New Study: Cocaine Addicts Risk More After Loss

Those people with an addiction to cocaine are more likely to engage in riskier behavior after suffering a loss than their sober counterparts, according to a new study sponsored by the National Institute on Alcohol Abuse and Alcoholism.

Researchers from the Laureate Institute for Brain Research in Tulsa, Oklahoma and the University of California, San Diego say the elevated sensitivity to loss in people who use cocaine is directly connected to a significant reduction in that portion of the brain that amplifies the reward process.

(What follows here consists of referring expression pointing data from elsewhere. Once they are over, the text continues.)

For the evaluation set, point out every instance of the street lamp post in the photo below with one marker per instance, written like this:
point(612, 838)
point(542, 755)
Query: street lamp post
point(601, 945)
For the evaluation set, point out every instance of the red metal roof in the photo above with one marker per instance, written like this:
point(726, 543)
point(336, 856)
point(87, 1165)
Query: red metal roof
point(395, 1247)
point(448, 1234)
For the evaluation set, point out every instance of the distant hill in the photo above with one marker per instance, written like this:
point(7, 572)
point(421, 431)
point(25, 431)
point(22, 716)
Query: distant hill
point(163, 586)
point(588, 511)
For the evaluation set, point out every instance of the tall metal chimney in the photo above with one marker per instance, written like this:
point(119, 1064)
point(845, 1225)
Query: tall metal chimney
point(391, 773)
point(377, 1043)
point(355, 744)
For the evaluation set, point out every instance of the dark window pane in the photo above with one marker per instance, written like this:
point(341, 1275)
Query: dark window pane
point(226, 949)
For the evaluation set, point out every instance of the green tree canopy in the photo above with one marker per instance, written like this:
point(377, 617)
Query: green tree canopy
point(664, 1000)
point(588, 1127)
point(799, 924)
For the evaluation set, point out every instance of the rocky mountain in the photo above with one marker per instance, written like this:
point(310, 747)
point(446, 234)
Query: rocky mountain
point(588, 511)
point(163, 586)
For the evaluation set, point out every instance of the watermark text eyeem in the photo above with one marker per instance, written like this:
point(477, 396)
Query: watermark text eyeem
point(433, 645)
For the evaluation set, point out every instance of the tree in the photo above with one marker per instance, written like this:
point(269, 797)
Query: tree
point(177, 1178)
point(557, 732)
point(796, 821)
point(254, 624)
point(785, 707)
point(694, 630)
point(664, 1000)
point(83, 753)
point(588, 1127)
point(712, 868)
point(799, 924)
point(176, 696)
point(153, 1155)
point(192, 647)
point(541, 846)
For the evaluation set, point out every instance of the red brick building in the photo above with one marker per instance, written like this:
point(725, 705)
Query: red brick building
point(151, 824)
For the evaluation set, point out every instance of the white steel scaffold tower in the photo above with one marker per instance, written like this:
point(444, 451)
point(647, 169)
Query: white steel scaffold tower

These findings, which were published in the journal Biological Psychiatry: Cognitive Neuroscience and Neuroimaging, suggest that a person’s mentality in the grips of cocaine can push he or she to take greater risks in order to break even—despite the potential for more loss.

“This paradoxical relationship between how someone acts in response to a loss can give us clues for how to develop better interventions and how to track the recovery of the brain from cocaine addiction,” said Joshua Gowin, one of the lead study authors.

To come to this conclusion, researchers watched as nearly 30 cocaine addicts and 40 healthy participants engaged in a gambling task that provided them with an opportunity to earn money. Researchers found that as the potential reward became greater, the healthy participants displayed increased activity in that part of the brain (ventral striatum) that handles risk and decision-making. However, the cocaine addicts did not experience like results.

According to the study authors, the outcome of this experiment shows that riskier behavior in cocaine addicts is not stimulated by reward.

“In an interesting parallel to their real life behavior, brain activity and choice behavior during a gambling task used in this study indicate an aberrant sensitivity to loss and a tendency to double down and make risky choices,” said Cameron Carter, editor of Biological Psychiatry: Cognitive Neuroscience and Neuroimaging. The two groups made risky decisions at a similar frequency overall, but the effect was only observed after participants had lost a gamble in a previous round.

Overall, the study finds that both groups of respondents took similar risks at first, but it wasn’t until the cocaine addicts missed out on a win that their lust for more risk began to shift dramatically.

Researchers say the study shows a direct correlation between substance abuse and the ability to process risk.

Yet, the study authors acknowledge that additional research is necessary before these findings become clear.